Abun Naja dari mazhab Hanabilah mengatakan: "Dan ia (iktikaf) sunnah di setiap waktu kecuali bernadzar maka wajib sesuai dengan kriteria nadzarnya, dan tidak dikhususkan pada waktu tertentu, dan lebih ditekankan di Ramadan, dan lebih ditekankan lagi di sepuluh terakhir". Al-Iqna' juz 1 hal 321)
Hukum sunnah ikikaf tersebut didasarkan pada hadits shahih, Nabi saw bersabda, "Barang siapa iktikaf bersamaku maka hendaklah iktikaf pada sepuluh terakhir". HR. Al-Bukhari no 2027
Tempat iktikaf
Dari pemaparan lima mazhab tentang definisi iktikaf di atas, semua mengatakan bahwa iktikaf tempatnya di masjid -- dengan perbedaan di antara mereka tentang krIteria masjid -- baik laki-laki maupun perempuan -- kecuali mazhab Hanafiyyah dan Asy-Syafi'i fil Qadim yang mengatakan wanita iktikaf di masjid rumahnya -- seperti yang dikatakan oleh Ibnu Quddamah: "Dan tidak sah iktikaf di selain masjid apabila yang iktikaf laki-laki.
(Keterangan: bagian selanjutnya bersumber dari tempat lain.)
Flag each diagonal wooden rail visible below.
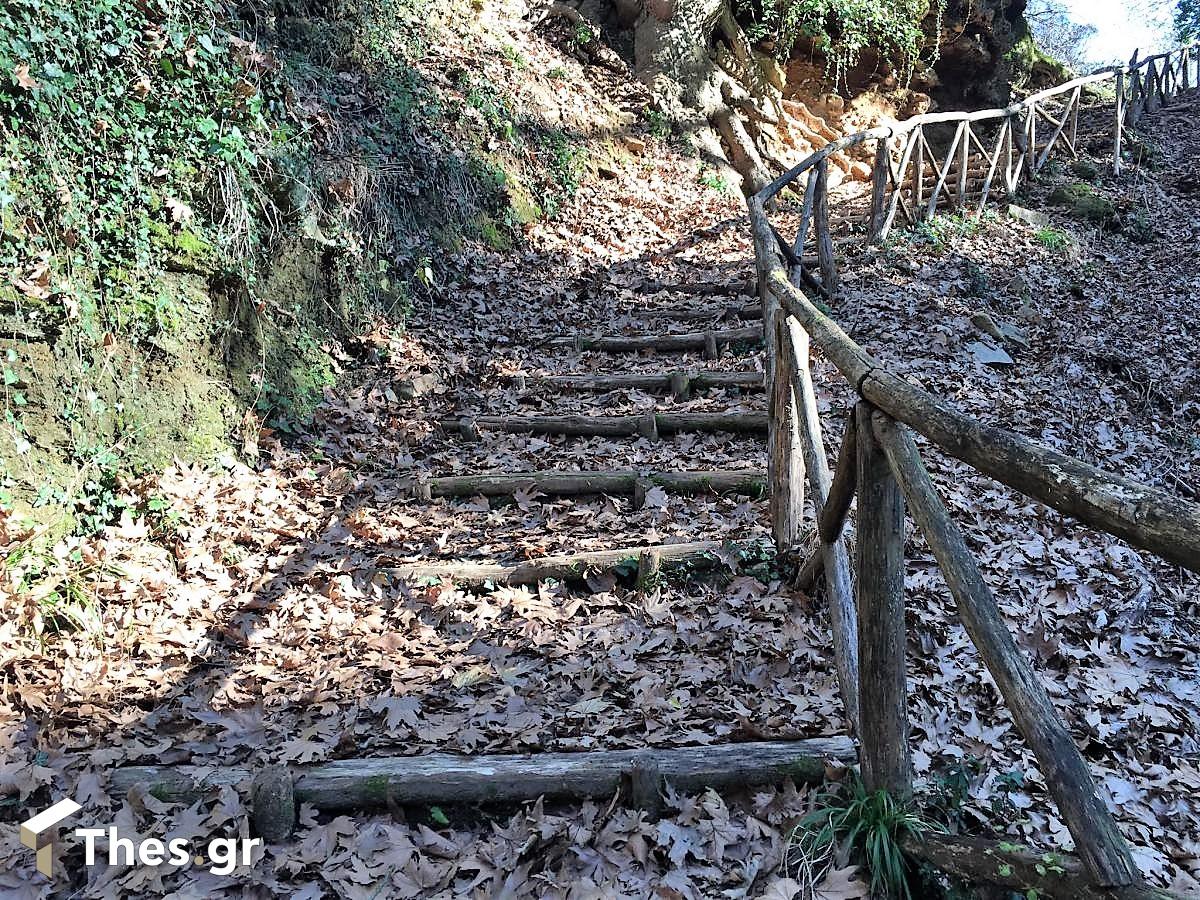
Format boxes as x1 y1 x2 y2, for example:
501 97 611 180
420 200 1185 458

Dalam hal ini kita tidak mengenal perbedaan di antara ulama". (Al-Mughni Juz 3 hal 189).
Pendapat ini, berdasarkan firman Allah swt, "Dan janganlah kamu campuri mereka itu, sedang kamu beriktikaf dalam mesjid" (QS. Al-Baqarah:187).
Sekalipun demikian Ibnu Lubabah Al-Maliki memiliki pendapat berbeda yaitu kebolehan iktikaf bukan di masjid seperti yang dikatakan oleh Ibnu Bazizi Al-Maliki: "Dan kebanyakan ulama' berpendapat bahwa iktikaf yang syar'i tidak sah kecuali di masjid, dan Ibnu Lubabah mengatakan sah di selain masjid". Raudhatul Mustabin juz 1 hal 548
Tempat Iktikaf Wanita
Menurut Jumhur ulama, wanita iktikaf di masjid, sedangkan menurut mazhab Hanafiyyah dan Asy-Syafi'i fil Qadim (mazhab lama) wanita iktikafnya di "masjid rumahnya."
Yang dimaksud dengan "masjid rumah" menurut Syaranbalali dari Hanafiyyah adalah tempat di dalam rumah yang definitif untuk shalat" (Nurul Idhah juz 1 hal 145). Dalam istilah yang lazim di masyarakat kita adalah mushala ---satu ruang atau space tempat yang dikhususkan untuk shalat di dalam rumah.